Ancak "korkunç olmasının yanı sıra insanlığı hatırlatan" sahnelerde mahkûmlar, yaralı gardiyanlara yardım etti; panik halindeki bir kadın memuru sakinleştirdi, ağlayan bir sorgucunun yaralarını sardı.
Başka bir koğuştaki tutuklular ise hapishane kliniğinde mahsur kalan doktorlara ve hemşirelere koştu.
Saldırıda ağır yaralanan doktor Saeedeh Makarem daha sonra Instagram'da şöyle yazdı:
"Bir zamanlar tedavi ettiğim mahkûmlar, hayatımı kurtardı."
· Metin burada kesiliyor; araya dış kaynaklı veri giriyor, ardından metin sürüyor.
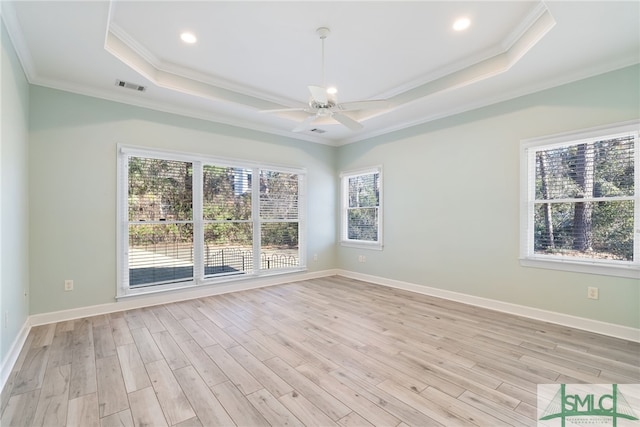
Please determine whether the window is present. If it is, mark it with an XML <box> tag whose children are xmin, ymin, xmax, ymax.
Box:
<box><xmin>521</xmin><ymin>123</ymin><xmax>640</xmax><ymax>278</ymax></box>
<box><xmin>118</xmin><ymin>147</ymin><xmax>305</xmax><ymax>296</ymax></box>
<box><xmin>341</xmin><ymin>167</ymin><xmax>382</xmax><ymax>249</ymax></box>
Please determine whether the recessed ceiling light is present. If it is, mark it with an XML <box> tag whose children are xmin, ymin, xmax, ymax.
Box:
<box><xmin>453</xmin><ymin>18</ymin><xmax>471</xmax><ymax>31</ymax></box>
<box><xmin>180</xmin><ymin>32</ymin><xmax>198</xmax><ymax>44</ymax></box>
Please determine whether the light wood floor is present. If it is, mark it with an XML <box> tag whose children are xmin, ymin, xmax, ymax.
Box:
<box><xmin>0</xmin><ymin>277</ymin><xmax>640</xmax><ymax>427</ymax></box>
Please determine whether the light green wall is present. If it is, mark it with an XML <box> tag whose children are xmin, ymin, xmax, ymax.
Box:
<box><xmin>7</xmin><ymin>28</ymin><xmax>640</xmax><ymax>334</ymax></box>
<box><xmin>0</xmin><ymin>20</ymin><xmax>29</xmax><ymax>361</ymax></box>
<box><xmin>29</xmin><ymin>86</ymin><xmax>337</xmax><ymax>314</ymax></box>
<box><xmin>337</xmin><ymin>66</ymin><xmax>640</xmax><ymax>328</ymax></box>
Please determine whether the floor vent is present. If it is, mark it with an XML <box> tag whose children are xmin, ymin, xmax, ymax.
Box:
<box><xmin>116</xmin><ymin>80</ymin><xmax>147</xmax><ymax>92</ymax></box>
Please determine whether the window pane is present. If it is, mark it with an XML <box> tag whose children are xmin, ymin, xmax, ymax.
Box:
<box><xmin>348</xmin><ymin>173</ymin><xmax>380</xmax><ymax>208</ymax></box>
<box><xmin>534</xmin><ymin>200</ymin><xmax>634</xmax><ymax>261</ymax></box>
<box><xmin>128</xmin><ymin>157</ymin><xmax>193</xmax><ymax>221</ymax></box>
<box><xmin>260</xmin><ymin>170</ymin><xmax>298</xmax><ymax>220</ymax></box>
<box><xmin>129</xmin><ymin>224</ymin><xmax>193</xmax><ymax>287</ymax></box>
<box><xmin>202</xmin><ymin>165</ymin><xmax>251</xmax><ymax>220</ymax></box>
<box><xmin>347</xmin><ymin>208</ymin><xmax>378</xmax><ymax>242</ymax></box>
<box><xmin>260</xmin><ymin>222</ymin><xmax>300</xmax><ymax>270</ymax></box>
<box><xmin>204</xmin><ymin>222</ymin><xmax>253</xmax><ymax>276</ymax></box>
<box><xmin>536</xmin><ymin>137</ymin><xmax>634</xmax><ymax>200</ymax></box>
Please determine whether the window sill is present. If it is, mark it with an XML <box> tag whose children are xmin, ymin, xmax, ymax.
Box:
<box><xmin>520</xmin><ymin>258</ymin><xmax>640</xmax><ymax>279</ymax></box>
<box><xmin>340</xmin><ymin>240</ymin><xmax>382</xmax><ymax>251</ymax></box>
<box><xmin>116</xmin><ymin>267</ymin><xmax>307</xmax><ymax>301</ymax></box>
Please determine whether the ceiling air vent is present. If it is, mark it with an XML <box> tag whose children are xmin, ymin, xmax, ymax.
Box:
<box><xmin>116</xmin><ymin>80</ymin><xmax>147</xmax><ymax>92</ymax></box>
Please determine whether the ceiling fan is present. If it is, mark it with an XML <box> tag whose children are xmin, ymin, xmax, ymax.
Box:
<box><xmin>262</xmin><ymin>27</ymin><xmax>389</xmax><ymax>132</ymax></box>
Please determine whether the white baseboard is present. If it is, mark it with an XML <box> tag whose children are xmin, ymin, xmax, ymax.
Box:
<box><xmin>29</xmin><ymin>270</ymin><xmax>338</xmax><ymax>326</ymax></box>
<box><xmin>0</xmin><ymin>269</ymin><xmax>640</xmax><ymax>398</ymax></box>
<box><xmin>0</xmin><ymin>318</ymin><xmax>31</xmax><ymax>391</ymax></box>
<box><xmin>337</xmin><ymin>270</ymin><xmax>640</xmax><ymax>342</ymax></box>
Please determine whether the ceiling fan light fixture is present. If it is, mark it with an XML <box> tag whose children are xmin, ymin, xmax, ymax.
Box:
<box><xmin>453</xmin><ymin>18</ymin><xmax>471</xmax><ymax>31</ymax></box>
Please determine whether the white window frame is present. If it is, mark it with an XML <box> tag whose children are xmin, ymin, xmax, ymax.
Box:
<box><xmin>340</xmin><ymin>165</ymin><xmax>384</xmax><ymax>250</ymax></box>
<box><xmin>116</xmin><ymin>144</ymin><xmax>307</xmax><ymax>299</ymax></box>
<box><xmin>520</xmin><ymin>120</ymin><xmax>640</xmax><ymax>279</ymax></box>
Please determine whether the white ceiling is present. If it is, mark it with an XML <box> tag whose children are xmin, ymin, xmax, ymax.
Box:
<box><xmin>1</xmin><ymin>0</ymin><xmax>640</xmax><ymax>145</ymax></box>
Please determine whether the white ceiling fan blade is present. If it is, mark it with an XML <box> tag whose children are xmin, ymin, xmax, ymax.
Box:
<box><xmin>309</xmin><ymin>86</ymin><xmax>329</xmax><ymax>105</ymax></box>
<box><xmin>293</xmin><ymin>115</ymin><xmax>317</xmax><ymax>132</ymax></box>
<box><xmin>259</xmin><ymin>107</ymin><xmax>308</xmax><ymax>114</ymax></box>
<box><xmin>338</xmin><ymin>99</ymin><xmax>391</xmax><ymax>111</ymax></box>
<box><xmin>332</xmin><ymin>113</ymin><xmax>363</xmax><ymax>130</ymax></box>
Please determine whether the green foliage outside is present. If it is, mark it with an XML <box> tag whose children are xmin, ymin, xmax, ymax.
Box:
<box><xmin>534</xmin><ymin>137</ymin><xmax>634</xmax><ymax>261</ymax></box>
<box><xmin>128</xmin><ymin>157</ymin><xmax>299</xmax><ymax>249</ymax></box>
<box><xmin>347</xmin><ymin>173</ymin><xmax>380</xmax><ymax>242</ymax></box>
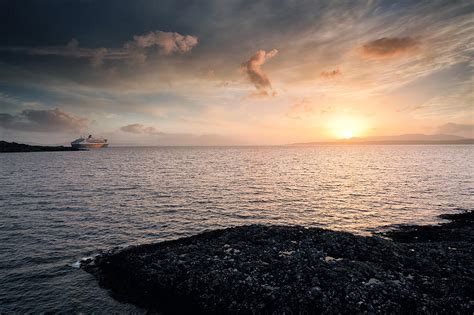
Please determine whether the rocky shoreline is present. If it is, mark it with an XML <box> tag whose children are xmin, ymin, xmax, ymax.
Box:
<box><xmin>81</xmin><ymin>211</ymin><xmax>474</xmax><ymax>314</ymax></box>
<box><xmin>0</xmin><ymin>141</ymin><xmax>79</xmax><ymax>153</ymax></box>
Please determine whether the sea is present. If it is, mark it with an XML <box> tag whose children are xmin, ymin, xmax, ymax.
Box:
<box><xmin>0</xmin><ymin>145</ymin><xmax>474</xmax><ymax>314</ymax></box>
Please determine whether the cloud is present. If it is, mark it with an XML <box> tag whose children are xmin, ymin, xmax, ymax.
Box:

Evin'de tutulan başka bir kadın da, güvenlik endişeleri nedeniyle isminin açıklanmaması şartıyla BBC'ye yaşadıklarını şöyle anlatıyor:
"Önce birkaç patlama oldu, arka arkaya geldi, gürültü iki dakika kadar sürdü.
Başta yataklarımızda kaldık çünkü camlar kırılmıştı, sonra giyindik ve yaşlı kadınları aşağı indirmek için hep birlikte çalıştık. Hapishaneden kimse bize yardım etmedi. Kapıyı üstümüze kapattılar ve 'çıkamazsınız' dediler."
BBC'nin yaptığı analiz, İsrail'in Evin'i en az altı füze ile vurduğunu, kompleksin içinde en az 28 binanın hasar gördüğünü ortaya koyuyor.
İsrail ordusu "İran halkına karşı bir baskı sembolü" olan hapishaneyi hedef aldığını, sivillere zarar vermemek için tedbir alındığını öne sürdü.
Ancak patlamalardan birkaç dakika sonra ziyarete gelen bir siyasi tutuklu yakını, "Dışarı çıkanlar her yerde cesetler olduğunu söylüyordu. Bazı mahkûmlar dışarı çıkmıştı ama hiçbiri kaçmaya çalışmıyordu; sadece sersemlemişlerdi" dedi.
İranlı yetkililer, kargaşa sırasında 75 mahkûmun firar ettiğini, bazılarının yeniden yakalandığını veya kendi istekleriyle geri döndüğünü açıkladı.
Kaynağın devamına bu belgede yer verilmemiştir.